It appears CBS News's Chief Legal Analyst doesn't agree with his colleague Bob Schieffer that former Vice President Dick Cheney is winning the national security debate with Barack Obama.
Quite the contrary, Andrew Cohen thinks Cheney is still living in "the world of September 11, 2001, a world where hijacked planes are screaming toward their targets, chaos reigns, and anything goes."
As a result, Cohen wondered in a Friday posting at his CBSNews.com blog "Court Watch" if Cheney is, "as many people say, just a d**k":
People far smarter than me have tried to psychoanalyze Dick Cheney to understand his motivations, both recent and past. Books have been written on the topic; talking head politicos have strained neck muscles arguing the matter before television cameras. But after watching Cheney’s terror-law speech on Thursday, and after reading his prepared remarks, let me humbly offer a theory that may explain both why he seems so creepy to so many and so right to some. [...]

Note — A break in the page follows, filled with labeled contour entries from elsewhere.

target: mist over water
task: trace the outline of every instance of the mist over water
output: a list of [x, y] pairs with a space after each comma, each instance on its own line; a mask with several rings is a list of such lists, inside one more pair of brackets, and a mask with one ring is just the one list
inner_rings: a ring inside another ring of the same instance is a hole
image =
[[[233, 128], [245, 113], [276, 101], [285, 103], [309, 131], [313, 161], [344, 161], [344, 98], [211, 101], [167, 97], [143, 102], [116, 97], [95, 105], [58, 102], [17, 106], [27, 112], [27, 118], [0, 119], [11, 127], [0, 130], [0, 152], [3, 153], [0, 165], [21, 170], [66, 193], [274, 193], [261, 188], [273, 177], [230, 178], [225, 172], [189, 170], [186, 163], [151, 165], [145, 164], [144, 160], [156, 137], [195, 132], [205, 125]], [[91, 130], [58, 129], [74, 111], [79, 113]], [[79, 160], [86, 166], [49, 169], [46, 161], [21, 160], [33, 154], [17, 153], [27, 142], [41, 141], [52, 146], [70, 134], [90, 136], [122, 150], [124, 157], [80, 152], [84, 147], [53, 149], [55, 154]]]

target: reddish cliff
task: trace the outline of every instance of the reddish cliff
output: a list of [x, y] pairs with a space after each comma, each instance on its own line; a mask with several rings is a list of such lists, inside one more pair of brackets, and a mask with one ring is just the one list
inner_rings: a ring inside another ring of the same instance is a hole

How do we account for Cheney’s failure or refusal to acknowledge all that we have learned about the world since 2002? How do we explain the worldview he continues to share with his camp followers both in and out of power? Do we chalk it up to him being a stubborn, venal, self-righteous man incapable of admitting his own mistakes? Is he truly what Andrew Sullivan calls a “dead-ender?” Do we hang it on his ideology? On his Western individualism that eschews the need for consensus and compromise? Or is he, as many people say, just a d**k. [sic]
I hereby choose the following explanation. Cheney’s world today is still the world of September 11, 2001, a world where hijacked planes are screaming toward their targets, chaos reigns, and anything goes. It’s a world where civil liberties are endangered, laws are overlooked, and the enemy, for all we know, is truly at the gate. Cheney simply hasn’t moved beyond that mode into the realm of the present. That’s why he cannot accept that the decisions he and others made in the long shadows of that day—water-boarding, indefinite detention, Gitmo, and so on— were short-sighted and even, in some cases, counter-productive.
If wanting our military and intelligence agencies to behave like we're living in a post-9/11 world makes one a d**k, count me proudly amongst the so afflicted.